Tuesday, May 15, 2012

The Value of Ephemeral Connections

The big news this week is Facebook's $100B+ IPO. Some deride it as a passing fad - not much more than a glorified address book. Others see its Social Graph as the next great monopoly - a dynastic operating system of a social generation. Whatever the case, 900M users gives Facebook almost limitless options and a better than 50/50 chance of succeeding in anything it decides to pursue.

Indeed, with the recent tie up of Bing + Facebook, we're now seeing the first credible social search product. Of course, Google's been at it for a while with Search Plus Your World but it doesn't have the scale of 900M Facebook users behind it.

For example, now when I go to Bing and search for Maui hotels, I now see 3 things: 1) Organic search results - in this case mauihotels.com shows up first; 2) Paid search - Ritz Carlton shows up top; 3) The option to ask my friends on Facebook, or alternatively, where there's a match, Bing suggests friends who may know based on Facebook profile & timeline info.

All of that taken together is much more powerful than simply a paid search result from Ritz Carlton for example, right? However, the success of Facebook enabled social search hinges on two things 1) Our continued sharing of every aspect of our life and 2) The assumption that we are like our friends.

I'm not about to argue with Harvard researchers on the first assumption. However, the second assumption suggests room for further opportunity. That is, while I of course have things in common with my friends, there also many differences - enough to suggest that simply knowing who my friends are is not always enough to infer what I'm likely to consider relevant.

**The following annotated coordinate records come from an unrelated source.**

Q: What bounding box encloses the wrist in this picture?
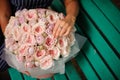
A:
[67,14,76,23]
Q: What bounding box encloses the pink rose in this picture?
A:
[37,8,46,18]
[58,37,68,49]
[28,46,36,55]
[67,33,75,46]
[32,23,45,35]
[47,14,59,24]
[48,47,60,60]
[21,23,31,34]
[35,35,45,45]
[18,44,28,56]
[44,36,57,47]
[16,55,25,62]
[18,15,27,24]
[59,13,65,19]
[35,49,46,60]
[5,38,15,48]
[25,9,38,21]
[25,62,35,68]
[25,55,34,62]
[25,34,36,45]
[60,46,70,57]
[12,26,22,41]
[39,55,54,70]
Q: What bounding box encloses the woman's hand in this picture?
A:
[53,15,75,38]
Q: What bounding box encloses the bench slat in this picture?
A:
[8,68,23,80]
[65,61,81,80]
[23,74,37,80]
[76,52,99,80]
[83,41,114,80]
[81,13,120,77]
[54,74,67,80]
[41,78,52,80]
[80,0,120,55]
[93,0,120,33]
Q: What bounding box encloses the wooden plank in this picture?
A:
[80,0,120,54]
[54,74,67,80]
[8,68,23,80]
[78,10,120,78]
[76,52,99,80]
[83,41,114,80]
[23,74,37,80]
[65,61,81,80]
[51,0,65,14]
[93,0,120,33]
[41,78,52,80]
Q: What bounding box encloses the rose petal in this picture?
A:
[39,55,54,70]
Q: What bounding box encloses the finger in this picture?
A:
[53,20,60,36]
[60,24,69,36]
[63,27,72,36]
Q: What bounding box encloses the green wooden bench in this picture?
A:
[8,0,120,80]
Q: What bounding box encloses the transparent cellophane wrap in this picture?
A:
[2,8,86,78]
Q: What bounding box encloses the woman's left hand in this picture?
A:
[53,15,75,38]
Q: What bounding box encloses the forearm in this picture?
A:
[65,0,79,18]
[0,0,11,32]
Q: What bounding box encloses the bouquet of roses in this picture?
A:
[5,9,86,76]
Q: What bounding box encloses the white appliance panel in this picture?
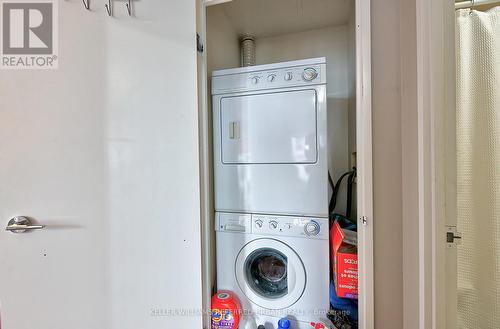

So, if enduring relationships can't always guarantee relevant content, might there be value in ephemeral connections? After all, it happens all the time in the offline world - random encounters at restaurants, in bars, at the movies, in the supermarket, at the park with kids etc. result in conversations with strangers that influence whether or not you buy a product, watch that movie, or go to that bar. These are not friends in the classic sense. Rather, they're people in passing that you struck up a conversation with and trusted enough to listen to what they had to say and valued their opinion, but you're not necessarily likely to add them to your Facebook friend list any time soon.

With that in mind, social search will become much more powerful when it progresses beyond simply mining my friends' likes and comments to actually putting me in touch with potential trusted sources wherever they reside be they friend or stranger. Add in a layer of anonymity so I don't need to become Facebook friends with every ephemeral connection, and now we have a product that truly taps into the potential of the Social Graph.

That vision is very much at the forefront of where we're taking Härnu - a recognition that sometimes seeking out a stranger's opinion or getting a local's perspective can be much more valuable than those available from existing friends.